この期に及んで、そんな益体もないことで悩んでも、仕方ない。
今は、目の前の勝負に、集中しなくては!
──そうなのである。
戦いも長時間にわたって続いてくると、だんだんとこちらの『勝機』──否、相手側の『劣勢』が、透けて見えるようになってきたのだ。
全身鎧のためにその容姿は確認できないものの、時たま発せられるくぐもった声音から、どうやら結構お年を召されているようであり、やはりこうも激闘が続けば、疲労の蓄積は隠せないといったところか。
それに、聖剣の類い稀なる攻撃力は、おそらく聖剣と思われる相手の剣で相殺されるものの、それ以外の鎧の部分では、それなりのダメージを通すことも可能で、塵も積もれば何とやらで、今や亀裂やほころびどころか、所々パーツそのものが破損してしまい、生身がむき出しになっている箇所もあるほどであった。

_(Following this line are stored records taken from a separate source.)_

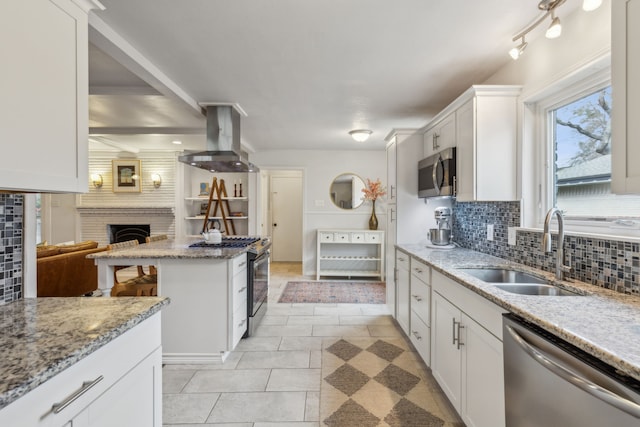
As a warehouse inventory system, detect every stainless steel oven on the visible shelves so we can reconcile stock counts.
[244,240,271,337]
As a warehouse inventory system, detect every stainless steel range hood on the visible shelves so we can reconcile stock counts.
[178,105,259,172]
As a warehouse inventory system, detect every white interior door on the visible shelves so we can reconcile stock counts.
[271,175,302,262]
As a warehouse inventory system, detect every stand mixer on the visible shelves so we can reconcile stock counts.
[429,207,452,246]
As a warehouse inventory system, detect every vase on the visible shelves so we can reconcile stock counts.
[369,200,378,230]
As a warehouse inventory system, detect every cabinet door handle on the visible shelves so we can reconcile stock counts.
[51,375,104,414]
[451,317,458,345]
[453,318,464,350]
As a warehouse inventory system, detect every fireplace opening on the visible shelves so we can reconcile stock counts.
[107,224,151,243]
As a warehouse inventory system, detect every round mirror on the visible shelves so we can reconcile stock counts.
[329,173,364,209]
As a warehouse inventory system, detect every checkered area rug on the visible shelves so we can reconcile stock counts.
[278,281,386,304]
[320,338,451,427]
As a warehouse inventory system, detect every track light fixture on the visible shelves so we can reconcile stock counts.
[509,0,602,60]
[509,36,529,59]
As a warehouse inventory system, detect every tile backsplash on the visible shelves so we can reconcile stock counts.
[0,194,24,305]
[453,202,640,295]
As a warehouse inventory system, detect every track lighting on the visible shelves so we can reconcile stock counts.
[544,11,562,39]
[509,0,572,60]
[509,36,529,60]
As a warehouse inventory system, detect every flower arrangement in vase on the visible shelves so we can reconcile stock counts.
[362,178,387,230]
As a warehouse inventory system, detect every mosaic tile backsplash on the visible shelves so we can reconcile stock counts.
[453,202,640,295]
[0,194,24,305]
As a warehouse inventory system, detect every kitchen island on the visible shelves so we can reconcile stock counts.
[89,238,252,364]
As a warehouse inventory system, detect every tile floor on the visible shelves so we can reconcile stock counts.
[162,263,463,427]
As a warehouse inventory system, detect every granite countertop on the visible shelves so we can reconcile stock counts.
[87,237,248,260]
[397,244,640,380]
[0,297,169,409]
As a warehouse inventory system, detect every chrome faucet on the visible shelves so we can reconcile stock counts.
[542,208,571,280]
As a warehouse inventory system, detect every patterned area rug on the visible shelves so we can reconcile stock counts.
[278,281,386,304]
[320,338,456,427]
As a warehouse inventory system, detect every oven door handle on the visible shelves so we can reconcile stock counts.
[506,325,640,418]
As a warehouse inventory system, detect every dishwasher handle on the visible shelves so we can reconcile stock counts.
[506,325,640,418]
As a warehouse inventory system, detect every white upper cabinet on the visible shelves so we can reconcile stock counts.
[423,113,456,157]
[611,0,640,194]
[0,0,101,192]
[456,86,520,202]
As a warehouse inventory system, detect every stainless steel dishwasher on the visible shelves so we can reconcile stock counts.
[503,314,640,427]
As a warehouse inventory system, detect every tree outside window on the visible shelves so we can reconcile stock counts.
[550,86,640,220]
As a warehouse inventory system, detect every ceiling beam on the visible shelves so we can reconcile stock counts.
[89,126,205,135]
[89,13,203,118]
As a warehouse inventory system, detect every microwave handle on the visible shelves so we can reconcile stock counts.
[433,154,442,195]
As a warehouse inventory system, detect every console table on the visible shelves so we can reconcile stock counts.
[316,229,384,281]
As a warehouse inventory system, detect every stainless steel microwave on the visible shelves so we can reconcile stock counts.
[418,147,456,197]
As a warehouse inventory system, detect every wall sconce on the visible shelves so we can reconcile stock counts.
[91,173,104,188]
[151,173,162,188]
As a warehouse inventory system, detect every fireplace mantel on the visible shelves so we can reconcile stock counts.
[76,206,175,215]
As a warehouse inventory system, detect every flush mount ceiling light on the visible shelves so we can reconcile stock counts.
[349,129,373,142]
[582,0,602,12]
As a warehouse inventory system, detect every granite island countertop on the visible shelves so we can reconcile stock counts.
[396,244,640,380]
[87,237,255,260]
[0,297,169,409]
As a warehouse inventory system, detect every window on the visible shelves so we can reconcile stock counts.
[538,72,640,235]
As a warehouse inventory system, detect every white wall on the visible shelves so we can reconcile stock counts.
[250,150,386,276]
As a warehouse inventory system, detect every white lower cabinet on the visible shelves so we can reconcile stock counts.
[396,250,411,335]
[409,257,431,366]
[0,313,162,427]
[431,271,505,427]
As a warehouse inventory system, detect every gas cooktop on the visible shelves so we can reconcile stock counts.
[189,236,260,248]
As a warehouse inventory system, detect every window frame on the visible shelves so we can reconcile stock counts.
[525,66,640,239]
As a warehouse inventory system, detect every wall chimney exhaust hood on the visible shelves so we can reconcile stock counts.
[178,105,259,172]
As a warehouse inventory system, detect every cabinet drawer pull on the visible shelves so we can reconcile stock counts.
[453,318,464,350]
[51,375,104,414]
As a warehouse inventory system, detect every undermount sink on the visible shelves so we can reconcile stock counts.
[460,268,581,296]
[495,283,581,297]
[460,268,547,284]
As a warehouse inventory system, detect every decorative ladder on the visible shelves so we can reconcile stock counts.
[202,177,236,236]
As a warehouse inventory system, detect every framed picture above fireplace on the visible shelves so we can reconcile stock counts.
[112,159,142,193]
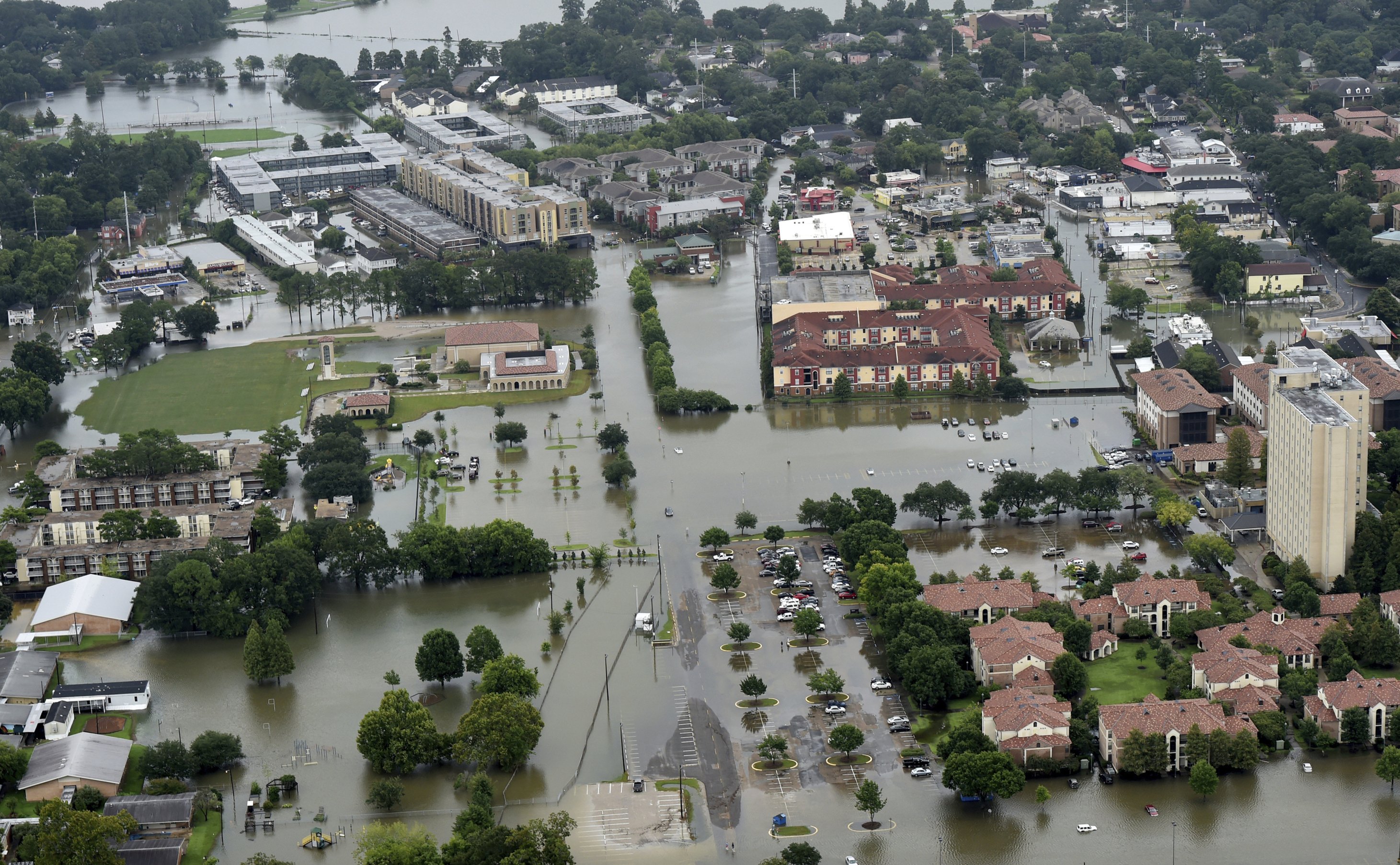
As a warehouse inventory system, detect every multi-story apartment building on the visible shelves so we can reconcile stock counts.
[676,138,763,179]
[501,76,618,108]
[35,438,269,512]
[969,616,1064,687]
[1303,670,1400,739]
[1337,357,1400,433]
[981,687,1071,766]
[773,309,1001,396]
[1233,364,1274,430]
[1267,347,1371,588]
[403,152,594,248]
[1131,369,1225,450]
[924,579,1053,624]
[1113,577,1211,637]
[1099,694,1259,773]
[875,257,1084,319]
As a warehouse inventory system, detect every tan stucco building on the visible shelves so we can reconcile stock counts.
[20,733,132,802]
[1133,369,1225,450]
[1267,347,1371,589]
[442,322,540,367]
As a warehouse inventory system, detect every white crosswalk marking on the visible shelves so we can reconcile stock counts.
[671,684,700,766]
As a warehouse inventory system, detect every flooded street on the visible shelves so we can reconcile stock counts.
[17,229,1400,865]
[0,0,1377,851]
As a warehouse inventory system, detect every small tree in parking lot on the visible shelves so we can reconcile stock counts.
[759,733,788,766]
[725,622,753,646]
[829,724,865,763]
[763,526,787,550]
[739,673,769,705]
[710,561,739,595]
[792,609,822,644]
[779,556,802,582]
[700,526,729,552]
[806,669,846,694]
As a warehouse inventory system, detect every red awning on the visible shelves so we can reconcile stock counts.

そうなると、更に有効打が直接肉体に打ち込まれることになり、ダメージどころか打撲や裂傷が増え続けて、疲労の蓄積以外にも血液を失うことによって、今や生命エネルギーそのものがスタミナ切れし始めているようだった。
満身創痍という意味では、こちらも同じようなものであるが、若い分無理が利き、怪我や痛みを無視して闘い続けることができるが、年をとっている分どうしても、持続力や耐久力や回復力が格段に劣るであろう魔王のほうは、もはやまともな剣さばきもできなくなり、攻守共にぞんざいとなって、その結果更にこちらのクリティカルヒットを浴びることになるといった、悪循環となってしまっていて、しまいにはとうとう立っていることもできなくなり、玉座へと座り込み、ついに『敗北宣言』を告げたのであった。
「……魔王、貴殿の正々堂々たる戦いぶりに、心からの敬意を述べさせてもらおう。ところで、最後に一つだけ、お願いしたいことがあるのだが?」
「何だ、遠慮なく、言ってみろ。何せ、敗者には、拒否権なぞ無いからな」
ようやく玉座へとたどり着いた俺が、胸に手を当てて最大限に礼を尽くせば、すでにすべてを諦めているのか、魔王が思いの外穏やかな声で応じてくれた。
「実は、貴殿の顔を一目拝見させていただきたいので、その面頬付きの兜を取り外させてもらっても、構わないだろうか?」
その瞬間、目の前の男の雰囲気が、一変した。
「……そうか、我が剣で、気づいたか。正直、勧めはせんが、むしろここで『真実』を知ったほうが、心構えもできるというもの。──あいわかった、勝手に外してくれ」
──っ。
やはり、そうか。
こいつもかつては、この世界に召喚された日本人で、勇者として先代の魔王を退治させられながらも、異世界人に裏切られて、今や魔王に身をやつしているというわけか。
そのように自分の考えに確信を持ちつつ、丁寧な手つきでゆっくりと兜を取り外したところ、
「──なっ、そんな、馬鹿な⁉」
あまりのことに、目を丸くして硬直する俺に対して、さも愉快そうに喉を鳴らす、目の前の年老いた────────『俺』。
「くっくっくっ、自分の顔を見て、『馬鹿な』は無いだろう? 相変わらず、失礼なやつだな。──なあ、『俺』?」
そう、そこに現れたのは、これまで何度も何度も鏡の中で見てきた、この世で一番慣れ親しんだ顔であったのだ。